> >

Kuasa Hukum Kecewa Polres Luwu Timur Terus Datangi Korban Kekerasan Seksual, Malah Buka Identitas

Peristiwa | 12 Oktober 2021, 20:55 WIB
Ilustrasi penghentian proses penyelidikan oleh polisi dalam kasus kekerasan seksual di Luwu Timur, Sulawesi Selatan. (Sumber: (Project M/Muhammad Nauval Firdaus - di bawah lisensi Creative Commons BY-NC-ND 2.0))

“Kedatangan pihak tersebut lagi-lagi menyalahi prinsip perlindungan terhadap anak korban,”  papar Haedir.

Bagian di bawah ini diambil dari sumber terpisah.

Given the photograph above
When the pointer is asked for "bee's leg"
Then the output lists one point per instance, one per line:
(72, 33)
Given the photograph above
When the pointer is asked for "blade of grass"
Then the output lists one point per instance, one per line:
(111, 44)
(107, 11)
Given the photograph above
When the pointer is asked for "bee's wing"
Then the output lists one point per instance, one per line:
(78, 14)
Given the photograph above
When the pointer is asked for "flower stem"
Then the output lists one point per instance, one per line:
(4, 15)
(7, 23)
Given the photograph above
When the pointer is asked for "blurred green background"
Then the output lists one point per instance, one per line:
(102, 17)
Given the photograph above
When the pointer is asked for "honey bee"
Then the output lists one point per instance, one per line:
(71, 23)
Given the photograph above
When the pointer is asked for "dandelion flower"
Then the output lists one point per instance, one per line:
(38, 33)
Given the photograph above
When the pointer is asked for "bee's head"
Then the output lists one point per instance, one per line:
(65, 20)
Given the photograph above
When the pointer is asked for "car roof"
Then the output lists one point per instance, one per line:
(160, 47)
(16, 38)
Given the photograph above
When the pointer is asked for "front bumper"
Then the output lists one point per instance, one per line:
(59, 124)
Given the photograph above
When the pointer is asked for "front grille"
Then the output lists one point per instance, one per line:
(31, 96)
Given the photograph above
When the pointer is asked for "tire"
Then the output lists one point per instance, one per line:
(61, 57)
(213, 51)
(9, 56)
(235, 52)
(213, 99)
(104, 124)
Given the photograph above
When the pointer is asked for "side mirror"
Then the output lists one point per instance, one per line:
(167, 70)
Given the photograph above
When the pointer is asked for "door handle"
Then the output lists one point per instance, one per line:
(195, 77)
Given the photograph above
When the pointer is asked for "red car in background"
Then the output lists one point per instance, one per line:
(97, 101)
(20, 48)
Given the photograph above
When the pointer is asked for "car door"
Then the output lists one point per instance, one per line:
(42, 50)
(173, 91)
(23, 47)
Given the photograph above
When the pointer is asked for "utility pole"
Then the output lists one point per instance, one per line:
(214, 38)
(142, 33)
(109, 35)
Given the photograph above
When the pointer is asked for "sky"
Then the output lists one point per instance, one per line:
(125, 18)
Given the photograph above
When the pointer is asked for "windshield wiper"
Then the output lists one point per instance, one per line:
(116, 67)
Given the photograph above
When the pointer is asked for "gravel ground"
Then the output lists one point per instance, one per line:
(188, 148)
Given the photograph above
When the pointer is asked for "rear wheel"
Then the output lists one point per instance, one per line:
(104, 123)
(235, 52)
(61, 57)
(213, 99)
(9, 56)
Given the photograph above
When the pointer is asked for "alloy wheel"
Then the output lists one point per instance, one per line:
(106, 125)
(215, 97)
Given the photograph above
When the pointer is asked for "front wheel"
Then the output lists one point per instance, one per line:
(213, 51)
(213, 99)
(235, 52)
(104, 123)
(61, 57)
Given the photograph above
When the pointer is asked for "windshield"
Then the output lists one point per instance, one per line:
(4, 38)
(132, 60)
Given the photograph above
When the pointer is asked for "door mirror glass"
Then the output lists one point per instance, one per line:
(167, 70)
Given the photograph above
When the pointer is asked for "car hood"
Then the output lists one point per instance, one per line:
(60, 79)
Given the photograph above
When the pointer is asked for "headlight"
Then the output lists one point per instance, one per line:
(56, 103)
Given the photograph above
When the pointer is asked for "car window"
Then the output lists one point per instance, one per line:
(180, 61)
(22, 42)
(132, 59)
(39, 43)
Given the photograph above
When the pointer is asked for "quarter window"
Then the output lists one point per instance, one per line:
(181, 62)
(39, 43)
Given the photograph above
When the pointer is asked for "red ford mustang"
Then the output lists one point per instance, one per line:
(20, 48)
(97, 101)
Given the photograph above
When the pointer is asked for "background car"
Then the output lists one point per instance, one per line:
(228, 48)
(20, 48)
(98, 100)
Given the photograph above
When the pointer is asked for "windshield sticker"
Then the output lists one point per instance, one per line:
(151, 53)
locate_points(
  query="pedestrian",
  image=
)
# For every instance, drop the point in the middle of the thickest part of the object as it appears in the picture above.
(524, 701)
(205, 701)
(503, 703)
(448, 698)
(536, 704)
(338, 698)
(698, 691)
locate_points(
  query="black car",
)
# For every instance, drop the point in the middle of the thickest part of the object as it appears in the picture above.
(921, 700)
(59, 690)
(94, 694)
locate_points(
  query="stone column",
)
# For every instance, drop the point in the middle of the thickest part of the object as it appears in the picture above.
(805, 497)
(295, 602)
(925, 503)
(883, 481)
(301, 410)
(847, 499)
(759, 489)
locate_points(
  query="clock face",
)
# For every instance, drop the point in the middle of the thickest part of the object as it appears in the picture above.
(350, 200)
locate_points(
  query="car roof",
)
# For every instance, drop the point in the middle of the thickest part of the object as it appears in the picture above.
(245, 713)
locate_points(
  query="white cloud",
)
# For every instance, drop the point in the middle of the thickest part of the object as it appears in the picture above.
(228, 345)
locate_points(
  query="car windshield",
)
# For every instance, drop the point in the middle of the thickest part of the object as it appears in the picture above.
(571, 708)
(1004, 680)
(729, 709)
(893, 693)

Haedir menyatakan, Polres Luwu Timur dan P2TP2A Luwu Timur seharusnya memahami bahwa kedatangan mereka beserta publikasi dan peliputan oleh media telah menyalahi prinsip perlindungan khusus terhadap anak yang berhadapan dengan hukum yakni hak atas kerahasiaan identitas.

Haedir menyebutkan sejumlah pasal yang mengatur mengenai perlindungan identitas anak. Misalnya Pasal 17 ayat (2) Undang-undang Nomor 23 Tahun 2002 Tentang Perlindungan Anak yang menyatakan bahwa “Setiap anak yang menjadi korban atau pelaku kekerasan seksual atau yang berhadapan dengan hukum berhak dirahasiakan."

Larangan membuka identitas anak korban juga ditentukan dalam Pasal 19 ayat (1) Undang-undang Nomor 11 Tahun 2012 tentang Sistem Peradilan Pidana Anak.

“Identitas sebagaimana dimaksud meliputi nama Anak, nama Anak Korban, nama Anak Saksi, nama orang tua, alamat, wajah, dan hal lain yang dapat mengungkapkan jati diri Anak,” paparnya.

Baca Juga: Tim Khusus Polri Audit Kinerja Polres Luwu Timur Soal Kasus Dugaan Pemerkosaan Ayah Terhadap Anaknya

Tim advokasi mengingatkan bahwa mereka menolak penghentian penyelidikan kasus karena ada dugaan kuat kesalahan prosedur oleh Polres Luwu Timur dan P2TP2A. Karena itu tidak semestinya kedua pihak tersebut menemui pelapor atau korban.

Tim juga membantah keterangan P2TP2A Luwu Timur yang secara serampangan menilai hubungan para korban dan ayahnya sebagai terduga pelaku baik-baik saja hanya karena interaksi saat dipertemukan di kantor P2TP2A Luwu Timur, Oktober 2019.

Laporan P2TP2A menjadi salah satu dasar polisi menghentikan kasus ini. Padahal menurut tim kuasa hukum, kesimpulan tersebut berbahaya dan menyesatkan. Sebab menurut pemeriksaan psikolog di Makassar kepada para korban, tidak adanya trauma dalam pertemuan itu bukan berarti kekerasan seksual tidak pernah terjadi.

“Terlebih pada kasus kekerasan seksual yang dilakukan orang terdekat korban, yang umumnya tidak melakukan perbuatannya dengan cara-cara kekerasan, melainkan bujuk rayu, tipu muslihat, atau manipulasi,” paparnya.

Di sisi lain, dalam dokumen hasil asesmen P2TP2A Luwu Timur sendiri justru terdapat keterangan para anak korban yang menceritakan peristiwa kekerasan seksual yang dialami. Sama halnya dalam Visum et Psychiatricum (VeP) terhadap para anak korban, masing-masing menceritakan peristiwa kekerasan seksual yang dilakukan oleh terlapor.